Due to the very high calculations and independence of the query to search for brute power carriers, there are many research methods that focus on algorithms and design on a large scale systems (AnN) [5–7, 11, 19, 24–26, 26, 41, 48]. It can be divided into section -based solutions and graphics. Solutions based on division, such as Span [11]Divide the entire vector space into a large number of groups and only take care of a small number of the nearest groups into online search inquiries. Solutions based on graph, such as Diskann [48]Build a running graph for the entire data set and do the first exceeding some of the fixed starting points when the query comes. Each of these two rituals works well on some unified data collections.

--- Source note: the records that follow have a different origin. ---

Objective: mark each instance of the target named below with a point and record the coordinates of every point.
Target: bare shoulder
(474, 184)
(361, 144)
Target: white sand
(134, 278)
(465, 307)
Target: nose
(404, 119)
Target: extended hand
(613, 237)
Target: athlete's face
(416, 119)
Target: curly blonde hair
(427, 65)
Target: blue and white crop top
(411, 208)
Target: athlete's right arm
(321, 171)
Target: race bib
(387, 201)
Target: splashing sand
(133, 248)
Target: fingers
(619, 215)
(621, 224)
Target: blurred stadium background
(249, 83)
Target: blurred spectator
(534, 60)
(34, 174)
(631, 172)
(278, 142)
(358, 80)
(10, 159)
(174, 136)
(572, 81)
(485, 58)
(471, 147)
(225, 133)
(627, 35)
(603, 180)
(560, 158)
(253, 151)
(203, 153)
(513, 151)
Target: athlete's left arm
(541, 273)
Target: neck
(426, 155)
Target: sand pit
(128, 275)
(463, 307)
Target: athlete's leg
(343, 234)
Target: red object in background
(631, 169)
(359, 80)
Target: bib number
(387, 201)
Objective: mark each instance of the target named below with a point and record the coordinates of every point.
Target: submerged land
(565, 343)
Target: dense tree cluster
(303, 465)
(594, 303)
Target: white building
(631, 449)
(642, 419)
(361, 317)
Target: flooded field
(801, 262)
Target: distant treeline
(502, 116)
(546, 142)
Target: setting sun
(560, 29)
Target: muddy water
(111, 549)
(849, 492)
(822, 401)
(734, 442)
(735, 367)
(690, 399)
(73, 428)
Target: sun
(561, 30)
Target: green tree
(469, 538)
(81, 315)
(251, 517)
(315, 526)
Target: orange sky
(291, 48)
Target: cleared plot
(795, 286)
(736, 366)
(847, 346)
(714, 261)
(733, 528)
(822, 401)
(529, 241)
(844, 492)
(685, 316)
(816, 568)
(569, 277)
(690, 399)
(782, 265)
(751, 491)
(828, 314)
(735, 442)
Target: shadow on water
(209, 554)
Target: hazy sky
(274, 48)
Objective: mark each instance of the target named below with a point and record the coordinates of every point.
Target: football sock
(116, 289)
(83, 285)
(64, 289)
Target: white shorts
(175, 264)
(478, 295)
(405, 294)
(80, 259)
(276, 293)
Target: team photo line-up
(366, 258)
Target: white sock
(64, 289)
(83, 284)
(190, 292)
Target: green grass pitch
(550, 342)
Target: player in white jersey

Unfortunately, when applying a retrieval -based retrieval in the web scenario, many new challenges appear. First, web scale data volumes require large models, high inclusion dimensions and a wide range of training set to ensure sufficient coverage of knowledge. Second, performance gains for modern inclusion models that are verified on small data sets cannot be transferred directly to the web scale data set (see section 4.4). Third, models of inclusion need to work with AnN systems to serve data sizes widely efficiently. However, the various training data distributions may affect the accuracy and performance of the system of AnN algorithm, which will significantly reduce the accuracy of the result compared to the combination of models with the search for brute force. Distillation [52] Check that Cocondenser [17] FAISS -VFPQ Ann Model Form Msmarco Index [35] And nq [28] Data sets. Moreover, even the distribution of the training data itself will also lead to various distributions of the distributions of the inclusion vector, which will lead to different classification trends for models of inclusion in the search for brute force (KNN) and the nearest approximate current research (see section 4.6).
Authors:
(1) Che Chen, Microsoft Beijing, China;
(2) XIUBO GING, Microsoft Beijing, China;
(3) Corby Rosset, Microsoft, Redmond, United States;
(4) Caroline Poorkton, Microsoft, Redmond, United States;
(5) Jingwin Le, Microsoft, Redmond, United States;
(6) Tao Shin, Sydney University, Sydney, Australia and work took place in Microsoft;
(7) Kon Chu, Microsoft, Beijing, China;
(8) Xinyan Xiong, University of Carnegie Mellon, Pittsburgh, United States and work took place in Microsoft;
(9) Yeyun Gong, Microsoft, Beijing, China;
(10) Paul Bennett, Spotify, New York, the United States and the work took place in Microsoft;
(11) Nick Kraswell, Microsoft, Redmond, United States;
(12) Xing XIE, Microsoft, Beijing, China;
(13) Fan Yang, Microsoft, Beijing, China;
(14) Brian Tower, Microsoft, Redmond, United States;
(15) Najil Rao, Microsoft, Mountain View, United States;
(16) Anlei Dong, Microsoft, Mountain View, United States;
(17) Wenqi Jiang, Eth Zürich, Zürich, Switzerland;
(18) Cheng Leo, Microsoft, Beijing, China;
(19) Mingqin Li, Microsoft, RedMond, United States;
(20) Chouanji Liu, Microsoft, Beijing, China;
(21) Zengzhong Li, Microsoft, RedMond, United States;
(22) Rangan Magmand, Microsoft, Redmond, United States;
(23) Jennifer Neville, Microsoft, Redmond, United States;
(24) Andy Okley, Microsoft, Redmond, United States;
(25) Knut Magne Risvik, Microsoft, OSLO, Norway;
(26) Harsha VARDHAN SIMHADRI, Microsoft, Bengaluru, India;
(27) Manic Pharma, Microsoft, Bangaluru, India;
(28) Yujing Wang, Microsoft, Beijing, China;
(29) Linjun Yang, Microsoft, RedMond, United State;
(30) Mao Yang, Microsoft, Beijing, China;
(31) CE Zhang, Eth Zürich, Zürich, Switzerland and work was done in Microsoft.